Plaintiffs did not provide comparable evidence that Defendant repeatedly sold its products to California-based distributors and focused on increasing sales to California.  Here the only evidence about California is a 2019 certificate of analysis from a lab to Pharma-Tech Industries concerning kaolin testing and stating the testing was for “Lead for CA Prop 65.”  (Supp. Opposition at pp. 4-5; Adams Decl., Ex. 16.)  The 2019 date of this document is after Plaintiff stopped using Gold Bond in 2017 (Supp. Opposition at p. 2) and therefore does not show Defendant purposefully directed its activities to California during the time of Plaintiff’s exposure.  Plaintiff did not show Defendant sold products to distributors based in California or generated substantial gross income from California sales, as in Jayone.  “[K]nowledge the product might enter the forum state” is not enough.  (Bombardier Recreational Products, Inc. v. Dow Chemical Canada ULC (2013) 216 Cal.App.4th 591, 602.)

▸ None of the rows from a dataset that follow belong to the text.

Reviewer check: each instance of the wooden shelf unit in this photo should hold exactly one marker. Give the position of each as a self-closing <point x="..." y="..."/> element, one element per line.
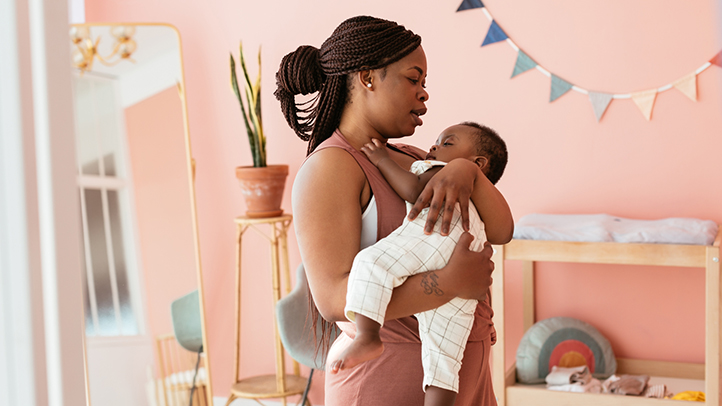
<point x="511" y="393"/>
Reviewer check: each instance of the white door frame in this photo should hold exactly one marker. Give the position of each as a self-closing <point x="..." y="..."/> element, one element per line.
<point x="41" y="347"/>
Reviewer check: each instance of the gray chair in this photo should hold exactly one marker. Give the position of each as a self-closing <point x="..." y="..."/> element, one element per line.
<point x="296" y="328"/>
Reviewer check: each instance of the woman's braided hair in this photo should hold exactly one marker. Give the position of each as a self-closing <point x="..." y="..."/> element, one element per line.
<point x="359" y="43"/>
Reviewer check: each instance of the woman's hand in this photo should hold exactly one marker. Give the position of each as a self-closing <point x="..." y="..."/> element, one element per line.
<point x="468" y="273"/>
<point x="454" y="183"/>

Plaintiffs also state Defendant’s website discusses a partnership with Clorox, and Clorox has headquarters in California.  (Supp. Opposition at p. 5.)  Plaintiffs submitted no evidence of those assertions.  In any event, even if the partnership with a California business meant that Defendant availed itself of the forum benefits of California at some unknown time, Plaintiffs did not show their claims against Defendant arise out of or relate to the partnership with Clorox.  There is no evidence Clorox made or distributed the product at issue here (Gold Bond) or any other asbestos-containing product.

In sum, Plaintiffs did not show Defendant purposefully availed itself of the forum benefits of California.

The motion is GRANTED and the complaint against Defendant PTI Union LLC is DISMISSSED without prejudice pursuant to Code of Civil Procedure section 581, subdivision (h).

The moving party is to give notice.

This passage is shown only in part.